Though she hadn’t explained the ominous nature of her find, Ian checked the shoreline in a way that made her think he understood the omen well enough. “We should keep walking,” he said with a hand at her elbow to move her along.
“It’s this way,” she said, still cradling her unlucky find in her hand, unsure what to do with it. To cast it away could bring misfortune for ignoring the message, but keeping the skull invited a connection to trouble she didn’t wish to attract.
They walked another hundred yards—the length Mary had run with her skirt hiked to her knees to share what she had found and what they had both presumed moments later was a dead man. And yet here he was standing beside her, his flesh robust with life, the eyes clear, and the wounds, both physical and metaphysical, presumably on the mend.

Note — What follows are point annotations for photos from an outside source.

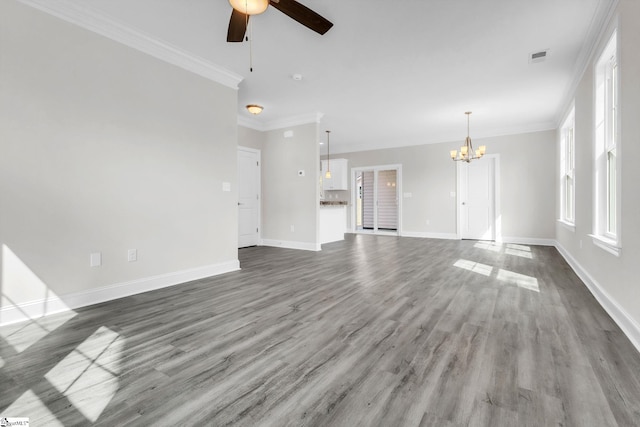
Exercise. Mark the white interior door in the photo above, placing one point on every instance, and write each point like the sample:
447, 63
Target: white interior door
477, 201
387, 198
376, 202
248, 197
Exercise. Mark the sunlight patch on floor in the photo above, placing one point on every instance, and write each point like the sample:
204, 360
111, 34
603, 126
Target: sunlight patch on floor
519, 250
88, 376
520, 280
489, 246
28, 405
476, 267
26, 334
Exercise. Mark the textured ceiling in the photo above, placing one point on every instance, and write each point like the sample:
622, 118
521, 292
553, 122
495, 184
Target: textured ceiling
390, 73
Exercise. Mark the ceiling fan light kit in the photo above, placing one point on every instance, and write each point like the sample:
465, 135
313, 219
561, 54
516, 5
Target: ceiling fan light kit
467, 153
250, 7
242, 9
255, 108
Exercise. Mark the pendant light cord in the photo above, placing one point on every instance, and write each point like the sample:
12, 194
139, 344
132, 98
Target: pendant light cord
249, 38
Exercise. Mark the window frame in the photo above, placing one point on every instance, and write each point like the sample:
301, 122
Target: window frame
606, 156
567, 170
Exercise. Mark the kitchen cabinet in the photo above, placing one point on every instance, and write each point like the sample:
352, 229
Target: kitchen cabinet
339, 175
333, 223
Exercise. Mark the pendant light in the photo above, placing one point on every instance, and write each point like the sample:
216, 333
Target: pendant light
466, 151
328, 174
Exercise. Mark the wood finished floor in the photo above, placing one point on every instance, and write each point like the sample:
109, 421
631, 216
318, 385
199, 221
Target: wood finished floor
378, 331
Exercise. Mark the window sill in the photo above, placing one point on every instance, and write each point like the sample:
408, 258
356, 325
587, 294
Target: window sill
608, 245
569, 226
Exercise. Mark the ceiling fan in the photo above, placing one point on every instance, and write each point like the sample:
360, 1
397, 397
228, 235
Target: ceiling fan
242, 9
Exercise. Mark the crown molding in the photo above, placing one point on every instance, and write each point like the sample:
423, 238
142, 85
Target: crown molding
102, 24
444, 138
597, 28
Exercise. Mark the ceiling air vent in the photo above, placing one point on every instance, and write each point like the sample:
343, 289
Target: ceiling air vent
538, 56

The stranded fishing boat that marked the spot where they’d found him had disappeared. Its owner was likely out on the water in search of a decent haul of eel or skate for market. Even without the boat, she knew the shore well enough to trust this was the place, and said as much. The scent of his blood had washed away, but she was certain he’d lain in the exact spot before their feet.

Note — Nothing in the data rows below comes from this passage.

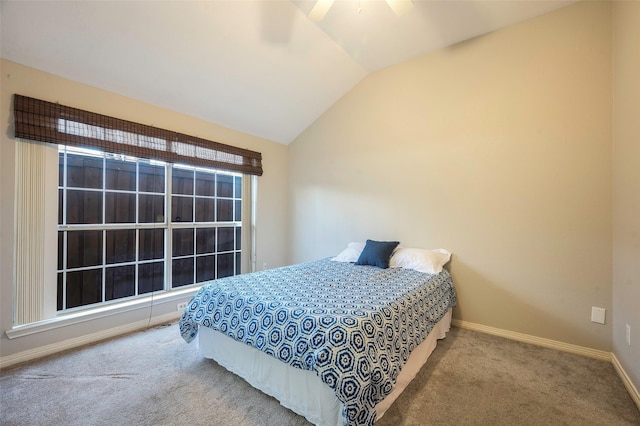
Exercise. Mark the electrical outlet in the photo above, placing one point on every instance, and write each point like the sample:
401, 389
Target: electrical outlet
597, 315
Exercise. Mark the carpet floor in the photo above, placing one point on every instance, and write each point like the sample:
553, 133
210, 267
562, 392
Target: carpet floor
154, 378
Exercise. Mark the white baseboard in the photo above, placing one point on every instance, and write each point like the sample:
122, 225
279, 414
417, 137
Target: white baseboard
9, 360
534, 340
633, 391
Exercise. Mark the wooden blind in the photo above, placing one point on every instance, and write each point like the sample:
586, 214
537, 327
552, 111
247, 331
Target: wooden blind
58, 124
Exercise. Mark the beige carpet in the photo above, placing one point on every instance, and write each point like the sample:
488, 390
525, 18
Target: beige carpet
155, 378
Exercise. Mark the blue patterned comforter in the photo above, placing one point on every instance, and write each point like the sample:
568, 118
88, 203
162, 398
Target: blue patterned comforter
355, 326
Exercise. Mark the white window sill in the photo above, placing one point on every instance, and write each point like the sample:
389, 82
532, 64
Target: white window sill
96, 313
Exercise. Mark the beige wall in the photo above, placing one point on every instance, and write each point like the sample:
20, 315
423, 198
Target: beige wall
498, 149
626, 186
272, 224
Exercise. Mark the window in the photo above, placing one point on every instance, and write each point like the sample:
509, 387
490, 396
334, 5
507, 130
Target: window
129, 227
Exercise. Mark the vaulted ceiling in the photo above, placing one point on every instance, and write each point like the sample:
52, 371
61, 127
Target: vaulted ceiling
260, 67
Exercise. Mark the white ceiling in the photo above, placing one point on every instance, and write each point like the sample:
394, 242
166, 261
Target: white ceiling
260, 67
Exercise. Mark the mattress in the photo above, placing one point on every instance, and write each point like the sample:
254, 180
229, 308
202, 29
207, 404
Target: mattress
352, 326
301, 390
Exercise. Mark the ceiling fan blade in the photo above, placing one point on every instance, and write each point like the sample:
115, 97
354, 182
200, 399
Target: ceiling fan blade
400, 7
319, 10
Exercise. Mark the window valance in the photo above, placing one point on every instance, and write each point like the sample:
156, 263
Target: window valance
58, 124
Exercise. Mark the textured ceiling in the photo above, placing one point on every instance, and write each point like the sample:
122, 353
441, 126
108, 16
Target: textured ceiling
260, 67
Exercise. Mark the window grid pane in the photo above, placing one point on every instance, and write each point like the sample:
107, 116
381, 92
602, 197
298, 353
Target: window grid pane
112, 227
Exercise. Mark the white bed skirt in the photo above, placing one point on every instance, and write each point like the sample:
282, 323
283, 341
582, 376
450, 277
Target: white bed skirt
302, 390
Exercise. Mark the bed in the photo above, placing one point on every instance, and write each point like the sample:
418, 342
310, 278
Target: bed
333, 340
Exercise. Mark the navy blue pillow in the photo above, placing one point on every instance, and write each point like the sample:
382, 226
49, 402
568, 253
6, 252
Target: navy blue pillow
377, 253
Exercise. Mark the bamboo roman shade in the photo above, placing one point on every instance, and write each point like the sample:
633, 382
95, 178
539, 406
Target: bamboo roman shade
58, 124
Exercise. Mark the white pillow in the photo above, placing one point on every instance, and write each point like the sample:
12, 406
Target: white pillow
427, 261
351, 253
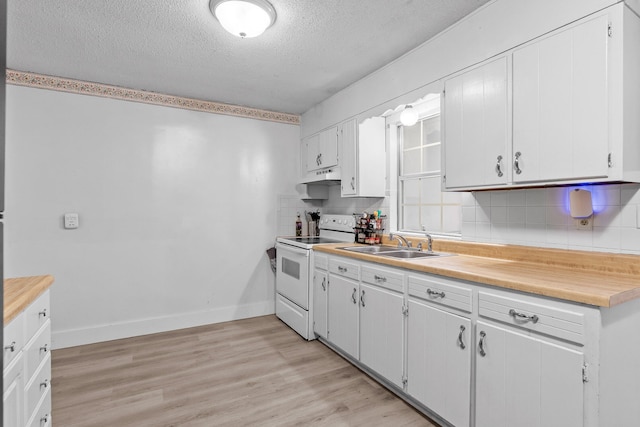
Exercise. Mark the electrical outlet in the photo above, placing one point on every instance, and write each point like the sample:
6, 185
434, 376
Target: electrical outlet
71, 221
584, 223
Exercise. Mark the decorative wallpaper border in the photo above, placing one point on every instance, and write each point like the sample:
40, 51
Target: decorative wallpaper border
22, 78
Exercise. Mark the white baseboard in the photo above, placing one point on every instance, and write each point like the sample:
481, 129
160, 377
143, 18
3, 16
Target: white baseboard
133, 328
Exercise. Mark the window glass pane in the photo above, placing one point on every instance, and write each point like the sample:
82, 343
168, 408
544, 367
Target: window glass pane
431, 159
411, 136
411, 192
411, 218
411, 162
431, 191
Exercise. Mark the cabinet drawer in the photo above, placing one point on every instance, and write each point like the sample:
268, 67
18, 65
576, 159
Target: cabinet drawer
37, 387
320, 261
545, 319
42, 416
441, 291
37, 350
344, 268
382, 277
36, 314
13, 339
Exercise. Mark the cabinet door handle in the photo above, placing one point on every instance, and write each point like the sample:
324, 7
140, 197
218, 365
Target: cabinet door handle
460, 342
524, 317
481, 344
435, 293
499, 166
516, 163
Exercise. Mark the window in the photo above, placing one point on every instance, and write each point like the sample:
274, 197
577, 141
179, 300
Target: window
422, 206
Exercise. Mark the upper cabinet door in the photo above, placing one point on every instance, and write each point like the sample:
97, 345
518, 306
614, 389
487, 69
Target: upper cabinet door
560, 105
476, 127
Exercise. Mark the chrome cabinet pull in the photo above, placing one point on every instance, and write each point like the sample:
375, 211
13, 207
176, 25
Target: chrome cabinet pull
481, 344
516, 163
460, 342
524, 317
499, 166
435, 293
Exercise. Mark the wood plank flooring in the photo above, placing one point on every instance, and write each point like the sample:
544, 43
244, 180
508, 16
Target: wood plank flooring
252, 372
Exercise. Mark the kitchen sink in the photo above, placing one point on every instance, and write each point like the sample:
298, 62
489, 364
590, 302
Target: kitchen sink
370, 249
410, 254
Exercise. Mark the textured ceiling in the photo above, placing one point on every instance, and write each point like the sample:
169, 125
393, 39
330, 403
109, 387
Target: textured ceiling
176, 47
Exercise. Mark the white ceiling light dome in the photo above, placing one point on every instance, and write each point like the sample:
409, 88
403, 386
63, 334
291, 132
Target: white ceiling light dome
244, 18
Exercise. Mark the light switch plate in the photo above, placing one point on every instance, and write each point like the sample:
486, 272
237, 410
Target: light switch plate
71, 221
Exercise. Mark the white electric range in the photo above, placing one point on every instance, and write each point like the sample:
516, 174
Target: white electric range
294, 275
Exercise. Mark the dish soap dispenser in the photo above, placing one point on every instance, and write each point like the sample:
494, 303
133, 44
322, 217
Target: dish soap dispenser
298, 226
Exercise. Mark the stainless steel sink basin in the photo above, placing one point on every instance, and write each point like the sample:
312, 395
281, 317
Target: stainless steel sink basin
409, 254
370, 249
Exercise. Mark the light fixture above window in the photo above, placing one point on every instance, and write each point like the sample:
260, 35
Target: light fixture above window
409, 116
244, 18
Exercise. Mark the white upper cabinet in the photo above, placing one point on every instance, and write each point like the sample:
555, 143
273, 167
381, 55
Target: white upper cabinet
564, 111
476, 111
363, 159
560, 106
322, 149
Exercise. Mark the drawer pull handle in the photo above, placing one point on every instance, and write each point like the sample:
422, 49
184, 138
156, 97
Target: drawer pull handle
460, 342
525, 317
481, 344
435, 293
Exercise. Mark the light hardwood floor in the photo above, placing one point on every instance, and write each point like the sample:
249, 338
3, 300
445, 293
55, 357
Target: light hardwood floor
252, 372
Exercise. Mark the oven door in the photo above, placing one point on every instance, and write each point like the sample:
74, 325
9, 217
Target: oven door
292, 277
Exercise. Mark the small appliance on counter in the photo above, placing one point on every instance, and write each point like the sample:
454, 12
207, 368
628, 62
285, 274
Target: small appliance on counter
294, 275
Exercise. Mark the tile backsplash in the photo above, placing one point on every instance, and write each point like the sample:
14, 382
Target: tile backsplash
540, 217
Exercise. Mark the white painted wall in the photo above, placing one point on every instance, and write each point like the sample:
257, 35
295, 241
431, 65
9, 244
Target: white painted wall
176, 210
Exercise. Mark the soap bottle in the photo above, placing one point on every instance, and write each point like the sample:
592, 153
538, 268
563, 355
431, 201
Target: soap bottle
298, 226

“This is the place. The star of Venus was angled just there.” Edwina pointed over the top of the railroad bridge above them.
Ian nudged his shoe at the rocks, but with little detectable evidence on the tide-washed ground, he turned his attention to the algae-covered embankment at their backs instead. The wall was a massive structure, faced in granite. The height of the waterline on the stone made plain the temporary nature of the ground they stood on before the tidewater filled back in to reclaim the rocks and mud. She knew from experience one had best be up the stairs by the time the water rose to meet the rocky ground at the base of the wall.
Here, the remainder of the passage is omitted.